Natural language understanding (NLU) and language translation are key to a range of important applications, including identifying and removing harmful content at scale and connecting people across different languages worldwide. Although deep learning–based methods have accelerated progress in language processing in recent years, current systems are still limited when it comes to tasks for which large volumes of labeled training data are not readily available. Recently, Facebook AI has achieved impressive breakthroughs in NLP using semi-supervised and self-supervised learning techniques, which leverage unlabeled data to improve performance beyond purely supervised systems.

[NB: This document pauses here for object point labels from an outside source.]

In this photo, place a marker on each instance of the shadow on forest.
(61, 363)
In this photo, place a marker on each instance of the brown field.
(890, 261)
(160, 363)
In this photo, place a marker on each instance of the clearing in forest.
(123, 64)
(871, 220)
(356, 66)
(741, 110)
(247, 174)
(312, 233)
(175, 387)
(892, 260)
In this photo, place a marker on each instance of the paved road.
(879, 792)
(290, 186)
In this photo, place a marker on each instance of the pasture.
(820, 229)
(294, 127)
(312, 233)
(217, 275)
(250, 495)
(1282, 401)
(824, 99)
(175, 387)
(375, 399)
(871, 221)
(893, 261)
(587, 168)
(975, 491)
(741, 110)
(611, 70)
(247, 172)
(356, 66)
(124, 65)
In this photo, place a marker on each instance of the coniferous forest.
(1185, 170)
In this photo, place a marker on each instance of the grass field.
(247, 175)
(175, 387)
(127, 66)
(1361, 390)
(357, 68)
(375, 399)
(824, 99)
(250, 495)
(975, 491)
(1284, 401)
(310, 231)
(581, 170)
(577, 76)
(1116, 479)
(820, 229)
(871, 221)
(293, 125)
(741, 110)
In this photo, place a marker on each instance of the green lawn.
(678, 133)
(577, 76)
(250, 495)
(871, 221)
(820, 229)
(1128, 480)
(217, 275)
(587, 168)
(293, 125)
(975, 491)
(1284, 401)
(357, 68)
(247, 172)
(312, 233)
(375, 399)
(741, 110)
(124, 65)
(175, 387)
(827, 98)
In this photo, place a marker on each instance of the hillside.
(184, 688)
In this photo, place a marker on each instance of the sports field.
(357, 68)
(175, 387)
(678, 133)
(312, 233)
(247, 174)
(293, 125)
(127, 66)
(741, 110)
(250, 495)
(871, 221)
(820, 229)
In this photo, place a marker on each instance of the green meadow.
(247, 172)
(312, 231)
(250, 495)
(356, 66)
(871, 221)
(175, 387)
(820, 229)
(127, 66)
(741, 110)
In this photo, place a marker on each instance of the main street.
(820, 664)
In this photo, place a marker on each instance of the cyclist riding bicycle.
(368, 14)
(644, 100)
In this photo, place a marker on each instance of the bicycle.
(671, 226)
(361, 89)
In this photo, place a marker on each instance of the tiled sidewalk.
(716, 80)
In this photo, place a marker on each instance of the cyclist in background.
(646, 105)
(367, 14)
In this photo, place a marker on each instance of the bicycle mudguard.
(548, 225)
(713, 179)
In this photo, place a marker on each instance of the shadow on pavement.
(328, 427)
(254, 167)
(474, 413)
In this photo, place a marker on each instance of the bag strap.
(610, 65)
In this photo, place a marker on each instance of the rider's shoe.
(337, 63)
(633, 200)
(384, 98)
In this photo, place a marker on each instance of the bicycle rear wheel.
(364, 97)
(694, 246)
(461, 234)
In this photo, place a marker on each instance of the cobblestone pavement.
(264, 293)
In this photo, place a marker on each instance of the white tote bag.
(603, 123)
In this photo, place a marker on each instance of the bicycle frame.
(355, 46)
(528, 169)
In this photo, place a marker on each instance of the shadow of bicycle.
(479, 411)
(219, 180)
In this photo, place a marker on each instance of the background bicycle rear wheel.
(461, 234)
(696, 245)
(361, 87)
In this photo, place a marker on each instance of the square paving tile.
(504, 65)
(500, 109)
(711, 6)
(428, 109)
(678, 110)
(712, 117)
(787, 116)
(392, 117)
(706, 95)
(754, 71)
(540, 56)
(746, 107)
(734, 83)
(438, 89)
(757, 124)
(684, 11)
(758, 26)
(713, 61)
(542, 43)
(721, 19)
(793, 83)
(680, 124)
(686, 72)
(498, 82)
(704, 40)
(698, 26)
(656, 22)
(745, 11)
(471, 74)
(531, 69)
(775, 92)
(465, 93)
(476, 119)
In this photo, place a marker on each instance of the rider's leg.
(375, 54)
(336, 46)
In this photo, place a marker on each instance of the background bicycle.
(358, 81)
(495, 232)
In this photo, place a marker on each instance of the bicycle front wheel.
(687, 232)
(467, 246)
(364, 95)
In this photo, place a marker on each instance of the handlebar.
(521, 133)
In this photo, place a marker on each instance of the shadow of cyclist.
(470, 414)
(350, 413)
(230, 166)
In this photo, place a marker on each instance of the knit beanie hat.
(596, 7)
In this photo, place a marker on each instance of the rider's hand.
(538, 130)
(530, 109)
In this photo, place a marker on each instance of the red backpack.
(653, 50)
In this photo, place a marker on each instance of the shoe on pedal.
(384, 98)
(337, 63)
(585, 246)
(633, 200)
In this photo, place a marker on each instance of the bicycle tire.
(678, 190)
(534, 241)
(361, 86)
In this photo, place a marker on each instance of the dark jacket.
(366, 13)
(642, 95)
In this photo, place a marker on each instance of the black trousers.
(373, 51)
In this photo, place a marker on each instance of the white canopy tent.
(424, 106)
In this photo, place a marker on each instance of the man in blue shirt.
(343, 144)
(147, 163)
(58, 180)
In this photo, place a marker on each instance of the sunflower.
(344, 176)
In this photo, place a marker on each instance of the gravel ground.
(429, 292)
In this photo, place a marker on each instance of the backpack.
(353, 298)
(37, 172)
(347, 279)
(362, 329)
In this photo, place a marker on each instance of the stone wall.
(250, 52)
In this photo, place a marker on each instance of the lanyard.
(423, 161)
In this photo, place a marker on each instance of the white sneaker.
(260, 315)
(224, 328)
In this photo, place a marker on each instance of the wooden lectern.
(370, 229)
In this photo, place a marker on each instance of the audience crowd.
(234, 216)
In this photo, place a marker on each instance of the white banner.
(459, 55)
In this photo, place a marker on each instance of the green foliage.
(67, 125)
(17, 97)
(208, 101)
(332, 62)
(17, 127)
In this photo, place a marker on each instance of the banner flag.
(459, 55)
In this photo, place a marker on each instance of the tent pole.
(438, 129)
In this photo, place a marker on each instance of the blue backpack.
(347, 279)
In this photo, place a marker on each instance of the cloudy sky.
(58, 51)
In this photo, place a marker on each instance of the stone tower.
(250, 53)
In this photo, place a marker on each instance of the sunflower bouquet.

We took first place in several languages in the Fourth Conference on Machine Translation (WMT19) competition using a novel kind of semi-supervised training. We’ve also introduced a new self-supervised pretraining approach, RoBERTa, that surpassed all existing NLU systems on several language comprehension tasks. These systems even outperform human baselines in several cases, including English-German translation and five NLU benchmarks.
Across the field, NLU systems have advanced at such a rapid pace that they’ve hit a ceiling on many existing benchmarks. To continue advancing the state of the art, we partnered with New York University (NYU), DeepMind Technologies, and the University of Washington (UW) to develop a brand-new benchmark, leaderboard, and PyTorch toolkit, made up of tasks that we hope will push research further.